Henry Fleischmann awarded prestigious Churchill Scholarship
Computer science and mathematics undergraduate Henry Fleischmann has been selected as a 2023-2024 Churchill Scholar. He is U-M’s most recent recipient of the prestigious Churchill Scholarship, which funds a year of graduate study in mathematics, biological and physical sciences, and engineering at the University of Cambridge.
Established in 1959, the Winston Churchill Foundation was founded by American friends of Churchill, who wanted to fulfill his wish of always having gifted young American graduate students at Churchill College at the University of Cambridge with the goal of advancing science and technology on both sides of the Atlantic, helping to ensure our future prosperity and security. The Churchill Scholarship started in 1963 with three awards and has since grown to 15 awards. It provides funding to American students for a year of Master’s study in science, mathematics, and engineering at the University of Cambridge, based at Churchill College. The Churchill Scholarship has been called the most academically challenging of the UK scholarships.

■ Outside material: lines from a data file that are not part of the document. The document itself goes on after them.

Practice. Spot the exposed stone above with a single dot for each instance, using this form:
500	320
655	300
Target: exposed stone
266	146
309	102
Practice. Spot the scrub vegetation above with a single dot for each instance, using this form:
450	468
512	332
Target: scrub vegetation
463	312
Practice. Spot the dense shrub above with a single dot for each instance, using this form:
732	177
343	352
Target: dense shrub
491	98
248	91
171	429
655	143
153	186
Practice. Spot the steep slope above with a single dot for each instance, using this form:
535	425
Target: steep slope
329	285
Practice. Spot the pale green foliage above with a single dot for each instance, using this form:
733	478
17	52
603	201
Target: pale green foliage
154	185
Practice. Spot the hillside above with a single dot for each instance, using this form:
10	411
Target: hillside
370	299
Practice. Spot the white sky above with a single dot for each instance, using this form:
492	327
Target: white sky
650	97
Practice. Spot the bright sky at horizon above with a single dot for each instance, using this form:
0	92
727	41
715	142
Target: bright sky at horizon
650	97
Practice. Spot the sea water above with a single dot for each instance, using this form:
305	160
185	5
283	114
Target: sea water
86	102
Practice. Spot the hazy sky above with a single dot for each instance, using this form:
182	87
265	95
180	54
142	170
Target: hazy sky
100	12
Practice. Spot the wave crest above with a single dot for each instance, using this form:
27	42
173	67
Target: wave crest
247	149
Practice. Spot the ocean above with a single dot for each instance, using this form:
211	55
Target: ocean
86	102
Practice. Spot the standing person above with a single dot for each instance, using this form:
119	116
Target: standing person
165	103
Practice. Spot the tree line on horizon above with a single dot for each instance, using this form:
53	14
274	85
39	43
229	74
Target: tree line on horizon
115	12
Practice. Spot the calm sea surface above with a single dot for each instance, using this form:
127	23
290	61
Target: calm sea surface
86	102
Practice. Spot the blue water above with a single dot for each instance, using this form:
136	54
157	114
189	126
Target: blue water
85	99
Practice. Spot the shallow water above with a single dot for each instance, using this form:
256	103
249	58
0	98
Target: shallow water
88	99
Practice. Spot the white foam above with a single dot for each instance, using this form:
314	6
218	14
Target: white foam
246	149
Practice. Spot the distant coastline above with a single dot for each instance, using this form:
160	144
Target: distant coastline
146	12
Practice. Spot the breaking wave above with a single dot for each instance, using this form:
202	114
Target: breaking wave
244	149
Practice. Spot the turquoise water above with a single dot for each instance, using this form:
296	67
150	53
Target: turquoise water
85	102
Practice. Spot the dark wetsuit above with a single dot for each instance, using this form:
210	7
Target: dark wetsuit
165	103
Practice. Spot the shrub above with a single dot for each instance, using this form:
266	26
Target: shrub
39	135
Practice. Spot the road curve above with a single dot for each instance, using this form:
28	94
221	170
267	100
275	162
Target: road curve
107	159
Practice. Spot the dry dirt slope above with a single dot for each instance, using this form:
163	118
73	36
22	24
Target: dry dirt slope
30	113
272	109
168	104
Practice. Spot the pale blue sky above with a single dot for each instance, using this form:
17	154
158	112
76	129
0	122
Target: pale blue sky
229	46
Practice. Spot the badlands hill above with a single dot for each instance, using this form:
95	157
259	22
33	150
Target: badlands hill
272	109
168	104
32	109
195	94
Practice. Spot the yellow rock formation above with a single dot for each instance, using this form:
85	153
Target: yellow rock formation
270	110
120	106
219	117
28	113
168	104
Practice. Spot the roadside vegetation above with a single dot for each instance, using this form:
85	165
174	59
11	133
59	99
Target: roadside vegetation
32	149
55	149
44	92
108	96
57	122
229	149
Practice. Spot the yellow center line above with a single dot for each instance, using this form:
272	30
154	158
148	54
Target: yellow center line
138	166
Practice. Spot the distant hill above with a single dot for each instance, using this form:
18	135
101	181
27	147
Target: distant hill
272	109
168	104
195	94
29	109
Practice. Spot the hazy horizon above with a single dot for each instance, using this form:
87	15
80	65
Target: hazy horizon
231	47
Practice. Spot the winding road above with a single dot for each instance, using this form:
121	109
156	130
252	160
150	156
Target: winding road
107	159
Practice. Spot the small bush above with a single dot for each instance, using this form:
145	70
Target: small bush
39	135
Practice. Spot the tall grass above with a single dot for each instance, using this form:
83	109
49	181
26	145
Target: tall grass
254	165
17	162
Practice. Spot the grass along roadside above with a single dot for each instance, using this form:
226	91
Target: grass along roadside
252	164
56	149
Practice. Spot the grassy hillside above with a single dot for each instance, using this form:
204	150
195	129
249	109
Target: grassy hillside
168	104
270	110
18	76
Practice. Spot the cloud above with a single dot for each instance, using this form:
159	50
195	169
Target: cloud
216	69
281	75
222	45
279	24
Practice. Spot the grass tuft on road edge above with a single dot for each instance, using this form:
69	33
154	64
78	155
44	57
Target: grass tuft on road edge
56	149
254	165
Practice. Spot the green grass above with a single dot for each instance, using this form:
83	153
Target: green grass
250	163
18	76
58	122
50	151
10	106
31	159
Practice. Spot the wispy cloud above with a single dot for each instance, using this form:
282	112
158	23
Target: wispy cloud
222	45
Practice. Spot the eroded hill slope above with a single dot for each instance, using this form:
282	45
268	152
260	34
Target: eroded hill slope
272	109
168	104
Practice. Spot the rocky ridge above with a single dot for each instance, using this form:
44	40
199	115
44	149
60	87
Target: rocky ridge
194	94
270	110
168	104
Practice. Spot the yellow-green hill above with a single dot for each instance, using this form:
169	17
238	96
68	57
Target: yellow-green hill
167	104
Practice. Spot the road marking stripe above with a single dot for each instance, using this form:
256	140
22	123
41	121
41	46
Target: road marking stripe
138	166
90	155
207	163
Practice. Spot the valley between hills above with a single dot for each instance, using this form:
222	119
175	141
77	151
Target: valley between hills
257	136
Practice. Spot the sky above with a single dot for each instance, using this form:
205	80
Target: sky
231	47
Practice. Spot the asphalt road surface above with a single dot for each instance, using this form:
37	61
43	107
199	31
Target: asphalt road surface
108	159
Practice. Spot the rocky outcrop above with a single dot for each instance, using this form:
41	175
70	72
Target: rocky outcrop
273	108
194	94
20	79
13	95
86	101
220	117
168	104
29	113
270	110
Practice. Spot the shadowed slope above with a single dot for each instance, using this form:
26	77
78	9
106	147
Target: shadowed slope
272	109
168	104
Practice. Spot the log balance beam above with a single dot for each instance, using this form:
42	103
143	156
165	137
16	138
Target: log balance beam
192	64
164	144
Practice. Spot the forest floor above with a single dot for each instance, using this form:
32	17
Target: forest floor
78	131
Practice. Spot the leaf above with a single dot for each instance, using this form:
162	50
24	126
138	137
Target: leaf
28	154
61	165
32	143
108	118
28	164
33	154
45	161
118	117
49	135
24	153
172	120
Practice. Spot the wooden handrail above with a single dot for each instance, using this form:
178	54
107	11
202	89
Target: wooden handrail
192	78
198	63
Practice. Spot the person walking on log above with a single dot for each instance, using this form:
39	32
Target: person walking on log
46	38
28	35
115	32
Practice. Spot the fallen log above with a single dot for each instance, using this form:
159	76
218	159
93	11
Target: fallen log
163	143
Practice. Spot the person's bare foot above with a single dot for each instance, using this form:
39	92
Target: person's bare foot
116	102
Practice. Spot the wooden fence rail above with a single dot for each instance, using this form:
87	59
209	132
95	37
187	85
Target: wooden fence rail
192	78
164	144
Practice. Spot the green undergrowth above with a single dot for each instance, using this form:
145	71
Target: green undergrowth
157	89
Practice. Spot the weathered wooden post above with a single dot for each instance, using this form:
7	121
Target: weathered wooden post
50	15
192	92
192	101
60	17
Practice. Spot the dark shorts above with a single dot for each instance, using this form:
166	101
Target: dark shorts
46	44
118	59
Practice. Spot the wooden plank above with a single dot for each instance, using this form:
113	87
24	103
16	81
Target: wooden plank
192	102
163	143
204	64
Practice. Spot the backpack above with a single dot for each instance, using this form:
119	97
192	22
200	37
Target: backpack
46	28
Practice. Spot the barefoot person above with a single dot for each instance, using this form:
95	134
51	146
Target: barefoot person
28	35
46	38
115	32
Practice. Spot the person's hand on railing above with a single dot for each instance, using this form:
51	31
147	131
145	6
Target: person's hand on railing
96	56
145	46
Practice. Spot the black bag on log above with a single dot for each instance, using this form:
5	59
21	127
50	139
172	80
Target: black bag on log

Fleischmann is a senior studying in Mathematics and Computer Science and plans to pursue an MASt in Mathematics while at Cambridge. He is particularly interested in combinatorics, algorithms, and complexity theory. As a math and computer science major looking to study theoretical computer science for a career, Henry recognizes the value in strengthening his mathematical background at the University of Cambridge, noting, “the Part III of the Math Tripos is fabled across the world for both the depth and breadth of its content.”
When asked about his award, Henry stated, “I am thrilled to be a Churchill Scholar. My receipt of this award would not be possible without the help of the countless amazing people in my life.”
In addition to his work in the classroom, Fleischmann is a participant in the DIMACS NSF-REU program, SMALL NSF-REU program, and REU in Extremal Graph Theory and Dynamical Systems at the Rochester Institute of Technology. He was also a Policy Analyst for the Center for Local, State, and Urban Policy (CLOSUP) in the Gerald R. Ford School of Public Policy where he worked on shaping redistricting reform. He has four accepted research papers and has several others in various stages of submission and has been named a 2020 Goldwater Scholar, a 2022 Marshall Scholarship alternate, and a 2022 Rhodes finalist.